# User Based Recommender

    1. Preparation of Data Set

    2. Determining the Movies Watched by the User to Make a Suggestion

    3. Accessing Data and Ids of Other Users Watching the Same Movies

    4. Identifying Users with the Most Similar Behaviors to the User to Suggest

    5. Calculating the Weighted Average Recommendation Score

## Import Necessary Libraries

In [1]:
import numpy as np
import pandas as pd
pd.set_option("display.max_columns",None)
pd.set_option("display.width",500)

## Create the user_movie_df

In [2]:
def create_user_mvoie_df():
    movie = pd.read_csv("C://Users//Tohid//Downloads//recommender_systems//datasets//movie_lens_dataset//movie.csv")
    rating = pd.read_csv("C://Users//Tohid//Downloads//recommender_systems//datasets//movie_lens_dataset//rating.csv")
    df = movie.merge(rating,how="left",on="movieId")
    comment_counts = pd.DataFrame(df["title"].value_counts())
    rare_movies = comment_counts[comment_counts["title"]<=10000].index
    common_movies = df[~df["title"].isin(rare_movies)]
    user_movie_df = common_movies.pivot_table(index=["userId"],columns=["title"],values=["rating"])
    return user_movie_df

In [3]:
user_movie_df = create_user_mvoie_df()

## Create User Based Recommender

In [19]:
def user_based_recommender(random_user, user_movie_df, ratio=60, corr_th=0.65, score=3.5):
    random_user_df = user_movie_df[user_movie_df.index==random_user]
    movies_watched = random_user_df.columns[random_user_df.notna().any()].tolist()
    movies_watched_df = user_movie_df[movies_watched]
    user_movie_count = movies_watched_df.T.notnull().sum()
    user_movie_count = user_movie_count.reset_index()
    user_movie_count.columns = ["userId","movie_count"]
    prec = len(movies_watched)*ratio/100
    user_same_movies = user_movie_count[user_movie_count["movie_count"]>prec]["userId"]
    final_df = pd.concat([movies_watched_df[movies_watched_df.index.isin(user_same_movies)],random_user_df[movies_watched]])
    corr_df = final_df.T.corr().unstack().sort_values().drop_duplicates()
    corr_df = pd.DataFrame(corr_df,columns=["corr"])
    corr_df.index.names = ["user_id_1","user_id_2"]
    corr_df = corr_df.reset_index()
    top_users = corr_df[(corr_df["user_id_1"]==random_user) & (corr_df["corr"]>=corr_th)][["user_id_2","corr"]].reset_index(drop=True)
    top_users = top_users.sort_values(by="corr",ascending=False)
    top_users.rename(columns={"user_id_2":"userId"},inplace=True)
    rating = pd.read_csv("C://Users//Tohid//Downloads//recommender_systems//datasets//movie_lens_dataset//rating.csv")
    top_users_ratings = top_users.merge(rating[["userId","movieId","rating"]],how="inner")
    top_users_ratings["weighted_rating"] = top_users_ratings["corr"] * top_users_ratings["rating"]
    recommendation_df = top_users_ratings.groupby(["movieId"]).agg({"weighted_rating":"mean"})
    recommendation_df = recommendation_df.reset_index()
    movies_to_be_rocommend = recommendation_df[recommendation_df["weighted_rating"]>score].sort_values("weighted_rating",ascending=False)
    movie = pd.read_csv("C://Users//Tohid//Downloads//recommender_systems//datasets//movie_lens_dataset//movie.csv")
    return movies_to_be_rocommend.merge(movie[["movieId","title"]])

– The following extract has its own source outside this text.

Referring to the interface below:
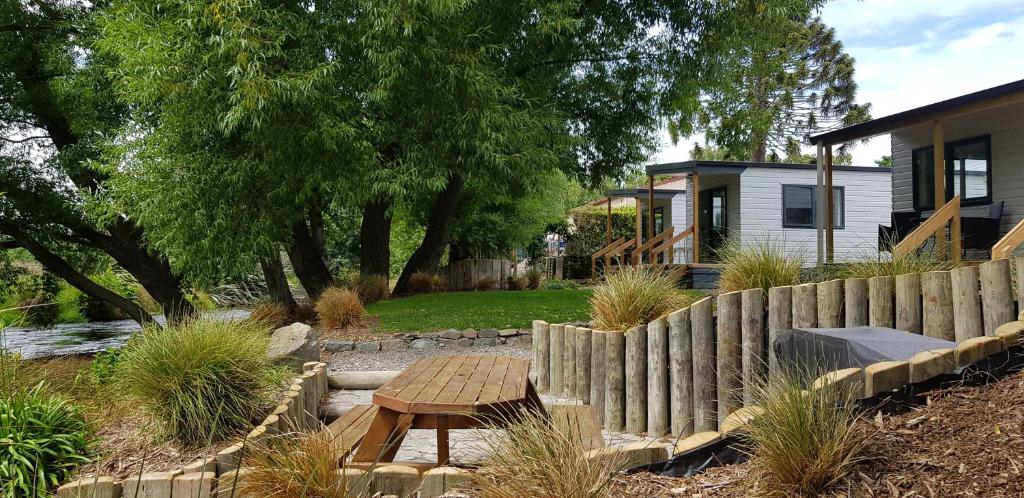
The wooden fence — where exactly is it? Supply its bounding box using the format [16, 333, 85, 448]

## An example of a movie recommendation system

In [20]:
random_user = int(pd.Series(user_movie_df.index).sample(1).values)

In [21]:
user_based_recommender(random_user,user_movie_df)

Unnamed: 0,movieId,weighted_rating,title
0,2280,5.0,Clay Pigeons (1998)
1,3865,5.0,"Original Kings of Comedy, The (2000)"
2,81,4.0,Things to Do in Denver When You're Dead (1995)
3,1620,4.0,Kiss the Girls (1997)
4,1674,4.0,Witness (1985)
5,1711,4.0,Midnight in the Garden of Good and Evil (1997)
6,1717,4.0,Scream 2 (1997)
7,1960,4.0,"Last Emperor, The (1987)"
8,3146,4.0,Deuce Bigalow: Male Gigolo (1999)
9,3424,4.0,Do the Right Thing (1989)